Large-scale clinical studies investigating associations between intestinal microbiota signatures and human diseases usually rely on stool samples. However, the timing of repeated stool sample collection cannot be predefined in longitudinal settings. Rectal swabs, being straightforward to obtain, have the potential to overcome this drawback. Therefore, we assessed the usability of rectal swabs for microbiome sampling in a cohort of hematological and oncological patients.

Study design

We used a pipeline for intestinal microbiota analysis from deep rectal swabs which was established and validated with test samples and negative controls. Consecutively, a cohort of patients from hematology and oncology wards was established and weekly deep rectal swabs taken during their admissions and re-admissions.


Validation of our newly developed pipeline for intestinal microbiota analysis from rectal swabs revealed consistent and reproducible results.
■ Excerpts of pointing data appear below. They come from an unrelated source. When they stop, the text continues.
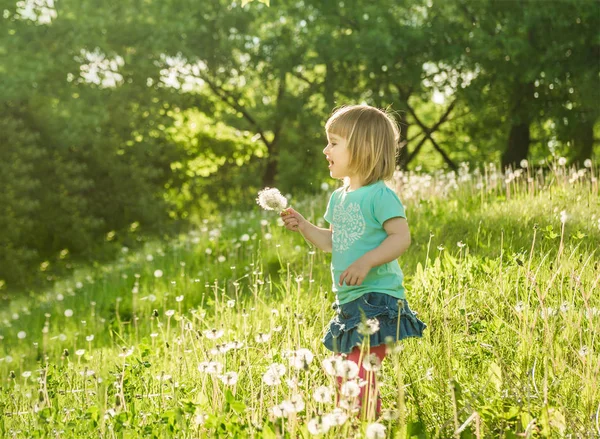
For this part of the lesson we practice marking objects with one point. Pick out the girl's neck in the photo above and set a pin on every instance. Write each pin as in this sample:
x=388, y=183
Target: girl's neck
x=354, y=183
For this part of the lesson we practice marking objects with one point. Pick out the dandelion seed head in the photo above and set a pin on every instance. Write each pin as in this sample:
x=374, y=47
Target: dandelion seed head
x=337, y=417
x=375, y=431
x=350, y=389
x=319, y=425
x=271, y=199
x=562, y=161
x=229, y=378
x=368, y=327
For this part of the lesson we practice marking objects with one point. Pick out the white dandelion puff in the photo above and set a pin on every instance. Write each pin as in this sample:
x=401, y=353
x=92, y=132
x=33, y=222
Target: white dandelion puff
x=375, y=431
x=323, y=394
x=301, y=358
x=368, y=327
x=347, y=369
x=337, y=417
x=372, y=363
x=271, y=199
x=318, y=425
x=229, y=378
x=562, y=161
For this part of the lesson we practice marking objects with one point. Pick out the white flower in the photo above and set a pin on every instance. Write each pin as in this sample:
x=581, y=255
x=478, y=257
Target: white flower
x=350, y=389
x=563, y=216
x=389, y=414
x=562, y=161
x=319, y=425
x=271, y=379
x=347, y=369
x=211, y=367
x=271, y=199
x=272, y=376
x=330, y=364
x=213, y=334
x=301, y=358
x=263, y=337
x=229, y=378
x=279, y=411
x=323, y=394
x=368, y=327
x=375, y=431
x=372, y=362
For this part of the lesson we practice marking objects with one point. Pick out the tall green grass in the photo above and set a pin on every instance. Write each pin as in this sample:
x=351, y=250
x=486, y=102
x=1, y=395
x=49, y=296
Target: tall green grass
x=175, y=340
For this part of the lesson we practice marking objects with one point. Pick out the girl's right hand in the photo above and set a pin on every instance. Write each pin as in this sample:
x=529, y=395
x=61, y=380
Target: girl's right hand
x=292, y=220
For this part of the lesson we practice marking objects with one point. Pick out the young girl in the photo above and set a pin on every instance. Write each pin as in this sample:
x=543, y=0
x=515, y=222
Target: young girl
x=368, y=232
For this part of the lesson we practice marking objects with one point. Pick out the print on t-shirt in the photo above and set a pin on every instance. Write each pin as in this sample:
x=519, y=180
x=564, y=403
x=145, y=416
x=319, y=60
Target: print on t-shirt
x=350, y=225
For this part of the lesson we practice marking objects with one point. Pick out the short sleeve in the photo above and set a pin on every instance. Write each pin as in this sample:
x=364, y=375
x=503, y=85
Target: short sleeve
x=329, y=212
x=386, y=205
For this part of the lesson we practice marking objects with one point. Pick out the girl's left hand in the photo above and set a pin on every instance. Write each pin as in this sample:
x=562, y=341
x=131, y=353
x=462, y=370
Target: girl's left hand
x=355, y=273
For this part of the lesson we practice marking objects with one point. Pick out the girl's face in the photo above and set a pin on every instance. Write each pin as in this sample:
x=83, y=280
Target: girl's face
x=338, y=156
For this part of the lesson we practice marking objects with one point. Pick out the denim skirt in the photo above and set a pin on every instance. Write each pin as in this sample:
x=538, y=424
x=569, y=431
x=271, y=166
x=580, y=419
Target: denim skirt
x=396, y=322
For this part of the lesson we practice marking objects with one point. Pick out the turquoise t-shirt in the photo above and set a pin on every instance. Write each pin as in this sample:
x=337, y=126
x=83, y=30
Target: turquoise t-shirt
x=357, y=218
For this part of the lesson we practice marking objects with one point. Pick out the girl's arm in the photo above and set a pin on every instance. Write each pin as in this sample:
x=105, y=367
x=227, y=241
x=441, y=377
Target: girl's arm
x=297, y=223
x=396, y=243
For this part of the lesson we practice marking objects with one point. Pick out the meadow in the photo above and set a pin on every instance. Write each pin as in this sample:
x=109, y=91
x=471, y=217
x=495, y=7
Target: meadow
x=217, y=333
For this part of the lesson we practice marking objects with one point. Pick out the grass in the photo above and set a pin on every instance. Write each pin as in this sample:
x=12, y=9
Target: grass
x=176, y=340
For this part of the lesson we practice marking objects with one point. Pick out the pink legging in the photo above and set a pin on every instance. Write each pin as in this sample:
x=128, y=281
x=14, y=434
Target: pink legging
x=371, y=387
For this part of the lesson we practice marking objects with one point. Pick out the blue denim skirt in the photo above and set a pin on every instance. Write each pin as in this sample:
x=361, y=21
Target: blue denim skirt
x=396, y=322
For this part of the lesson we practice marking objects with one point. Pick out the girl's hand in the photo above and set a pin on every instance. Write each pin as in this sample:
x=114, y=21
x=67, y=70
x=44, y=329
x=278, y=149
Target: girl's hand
x=292, y=220
x=356, y=272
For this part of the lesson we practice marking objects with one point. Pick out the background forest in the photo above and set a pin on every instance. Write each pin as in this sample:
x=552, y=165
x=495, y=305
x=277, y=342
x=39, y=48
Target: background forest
x=125, y=120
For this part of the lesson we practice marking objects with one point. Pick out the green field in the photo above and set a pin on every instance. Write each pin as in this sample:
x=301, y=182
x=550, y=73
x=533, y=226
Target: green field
x=175, y=340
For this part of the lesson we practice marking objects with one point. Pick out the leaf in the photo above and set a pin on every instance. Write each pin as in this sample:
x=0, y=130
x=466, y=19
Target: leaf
x=495, y=375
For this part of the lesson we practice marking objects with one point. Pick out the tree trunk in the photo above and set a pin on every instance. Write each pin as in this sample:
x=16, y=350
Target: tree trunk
x=271, y=169
x=518, y=145
x=583, y=140
x=402, y=157
x=519, y=138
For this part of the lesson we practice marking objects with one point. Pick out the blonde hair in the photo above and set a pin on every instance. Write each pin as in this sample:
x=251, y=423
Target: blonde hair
x=371, y=137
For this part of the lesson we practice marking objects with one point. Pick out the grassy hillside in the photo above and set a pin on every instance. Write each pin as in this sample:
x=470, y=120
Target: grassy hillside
x=177, y=340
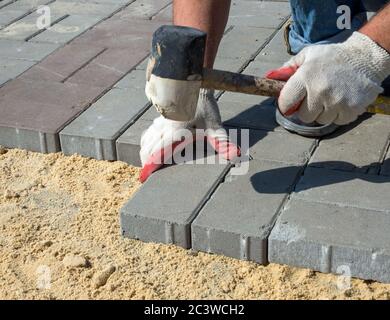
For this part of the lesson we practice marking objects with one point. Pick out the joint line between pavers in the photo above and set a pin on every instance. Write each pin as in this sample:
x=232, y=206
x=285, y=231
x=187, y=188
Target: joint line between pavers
x=244, y=247
x=43, y=142
x=169, y=234
x=267, y=41
x=326, y=258
x=84, y=65
x=44, y=29
x=209, y=194
x=282, y=206
x=154, y=15
x=256, y=53
x=384, y=151
x=99, y=149
x=7, y=4
x=341, y=205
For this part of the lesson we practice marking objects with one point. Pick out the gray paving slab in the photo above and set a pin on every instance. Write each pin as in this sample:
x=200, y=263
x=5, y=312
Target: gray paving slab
x=349, y=189
x=128, y=144
x=275, y=50
x=281, y=147
x=162, y=209
x=95, y=131
x=358, y=147
x=63, y=63
x=11, y=68
x=25, y=28
x=165, y=15
x=263, y=14
x=67, y=29
x=9, y=16
x=239, y=216
x=32, y=113
x=25, y=50
x=227, y=64
x=115, y=2
x=259, y=68
x=243, y=42
x=116, y=33
x=90, y=8
x=134, y=80
x=143, y=9
x=109, y=67
x=26, y=5
x=386, y=165
x=248, y=111
x=329, y=238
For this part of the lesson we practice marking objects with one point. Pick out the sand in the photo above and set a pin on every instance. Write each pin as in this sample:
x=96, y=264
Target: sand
x=59, y=239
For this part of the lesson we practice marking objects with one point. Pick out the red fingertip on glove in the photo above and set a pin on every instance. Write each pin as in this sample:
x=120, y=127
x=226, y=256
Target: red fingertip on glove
x=157, y=160
x=226, y=149
x=282, y=74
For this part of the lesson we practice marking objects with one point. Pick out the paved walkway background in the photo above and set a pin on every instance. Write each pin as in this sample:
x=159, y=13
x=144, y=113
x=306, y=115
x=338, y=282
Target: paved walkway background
x=78, y=85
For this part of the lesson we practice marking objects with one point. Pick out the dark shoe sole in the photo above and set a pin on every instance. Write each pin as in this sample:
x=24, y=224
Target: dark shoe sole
x=312, y=131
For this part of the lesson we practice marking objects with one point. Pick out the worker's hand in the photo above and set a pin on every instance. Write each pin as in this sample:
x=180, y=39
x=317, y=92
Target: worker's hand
x=165, y=137
x=333, y=83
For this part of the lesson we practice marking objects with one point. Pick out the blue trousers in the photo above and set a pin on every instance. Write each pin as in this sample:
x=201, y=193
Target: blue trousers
x=316, y=21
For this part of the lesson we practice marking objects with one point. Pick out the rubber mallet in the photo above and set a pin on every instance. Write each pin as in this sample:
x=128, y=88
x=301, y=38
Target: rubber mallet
x=175, y=74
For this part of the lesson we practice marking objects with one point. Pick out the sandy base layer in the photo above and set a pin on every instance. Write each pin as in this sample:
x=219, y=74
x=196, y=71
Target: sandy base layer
x=59, y=239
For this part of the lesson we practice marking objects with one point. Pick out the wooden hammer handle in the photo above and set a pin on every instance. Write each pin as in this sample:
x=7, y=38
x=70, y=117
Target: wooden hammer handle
x=237, y=82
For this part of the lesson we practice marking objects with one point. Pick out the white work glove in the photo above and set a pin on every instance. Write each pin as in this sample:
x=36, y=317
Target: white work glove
x=333, y=83
x=165, y=137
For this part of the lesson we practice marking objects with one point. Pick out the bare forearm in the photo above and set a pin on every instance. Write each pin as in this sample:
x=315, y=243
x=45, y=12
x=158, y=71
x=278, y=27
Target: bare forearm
x=378, y=29
x=209, y=16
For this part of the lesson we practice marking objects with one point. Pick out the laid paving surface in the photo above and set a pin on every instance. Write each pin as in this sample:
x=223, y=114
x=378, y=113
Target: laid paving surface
x=78, y=87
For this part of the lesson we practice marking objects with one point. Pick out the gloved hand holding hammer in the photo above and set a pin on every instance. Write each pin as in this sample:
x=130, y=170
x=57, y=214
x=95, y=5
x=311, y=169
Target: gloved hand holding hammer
x=327, y=83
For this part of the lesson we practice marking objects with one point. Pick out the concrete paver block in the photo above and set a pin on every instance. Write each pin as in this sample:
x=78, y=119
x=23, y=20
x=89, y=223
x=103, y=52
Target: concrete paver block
x=117, y=33
x=239, y=216
x=67, y=29
x=32, y=113
x=109, y=67
x=162, y=209
x=95, y=131
x=259, y=68
x=164, y=16
x=25, y=50
x=292, y=149
x=333, y=239
x=84, y=9
x=343, y=188
x=11, y=68
x=143, y=9
x=62, y=63
x=128, y=144
x=136, y=79
x=361, y=148
x=9, y=16
x=243, y=42
x=228, y=64
x=386, y=165
x=250, y=112
x=275, y=50
x=25, y=28
x=26, y=5
x=265, y=14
Over a period of nine months, 418 rectal swabs were collected longitudinally from 41 patients. Adherence to the intended sampling protocol was 97%. After DNA extraction, sequencing, read pre-processing and filtering of chimeric sequences, 405 of 418 samples (96.9%) were eligible for further analyses. Follow-up samples and those taken under current antibiotic exposure showed a significant decrease in alpha diversity as compared to baseline samples. Microbial domination occurred most frequently by Enterococcaceae (99 samples, 24.4%) on family level and Enterococcus (90 samples, 22.2%) on genus level. Furthermore, we noticed a high abundance of potential skin commensals in 99 samples (24.4%).


Deep rectal swabs were shown to be reliable for microbiome sampling and analysis, with practical advantages related to high sampling adherence, easy timing, transport and storage. The relatively high abundance of putative skin commensals in this patient cohort may be of potential interest and should be further investigated. Generally, previous findings on alpha diversity dynamics obtained from stool samples were confirmed.
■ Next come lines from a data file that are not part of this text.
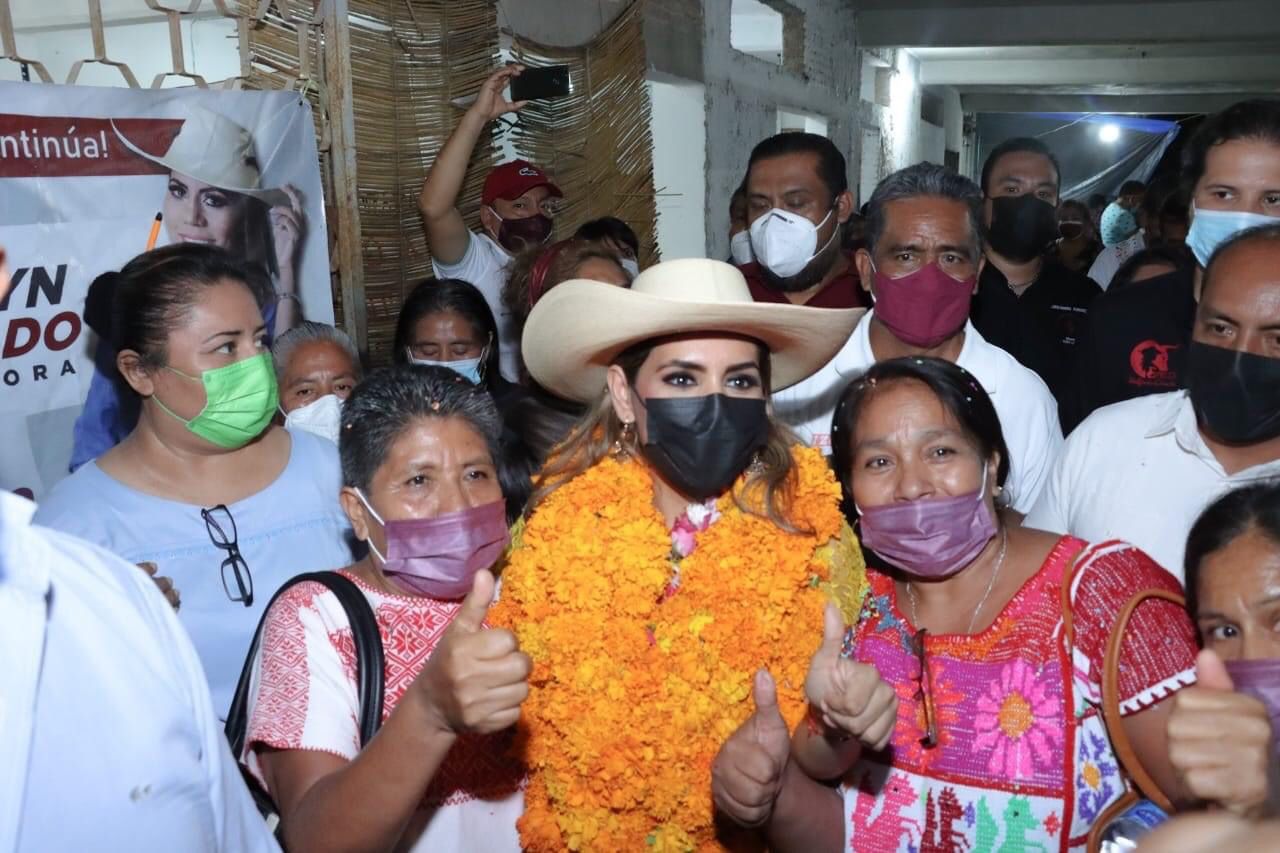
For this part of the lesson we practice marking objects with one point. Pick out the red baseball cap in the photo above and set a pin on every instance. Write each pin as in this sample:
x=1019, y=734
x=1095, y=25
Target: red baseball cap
x=512, y=179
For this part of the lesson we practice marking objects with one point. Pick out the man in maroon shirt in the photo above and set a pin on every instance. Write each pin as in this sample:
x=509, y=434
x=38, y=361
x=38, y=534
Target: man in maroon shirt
x=798, y=204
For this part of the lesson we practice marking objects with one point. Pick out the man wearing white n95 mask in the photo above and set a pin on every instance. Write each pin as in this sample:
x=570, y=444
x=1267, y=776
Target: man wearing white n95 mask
x=798, y=203
x=316, y=368
x=109, y=737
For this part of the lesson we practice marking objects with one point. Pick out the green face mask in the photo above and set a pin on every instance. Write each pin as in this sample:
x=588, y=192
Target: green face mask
x=240, y=402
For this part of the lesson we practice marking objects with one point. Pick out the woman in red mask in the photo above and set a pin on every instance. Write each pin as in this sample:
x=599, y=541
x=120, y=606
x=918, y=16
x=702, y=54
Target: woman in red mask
x=1000, y=734
x=420, y=466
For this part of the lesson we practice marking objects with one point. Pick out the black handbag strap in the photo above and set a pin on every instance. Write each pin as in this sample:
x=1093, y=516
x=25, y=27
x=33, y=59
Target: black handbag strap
x=369, y=658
The intestinal tract harbors a complex microbial community which plays a central role in human health. Disruption of the gut microbiota (or dysbiosis) is associated with pathological intestinal conditions such as obesity and malnutrition, metabolic diseases such as diabetes, and chronic inflammatory diseases such as inflammatory bowel diseases [14]. The recent increase in clinical microbiome studies has been facilitated by advances in high throughput sequencing technologies, which offer rapid and comprehensive culture-independent techniques, mostly relying on DNA sequencing of the 16S ribosomal RNA gene [5].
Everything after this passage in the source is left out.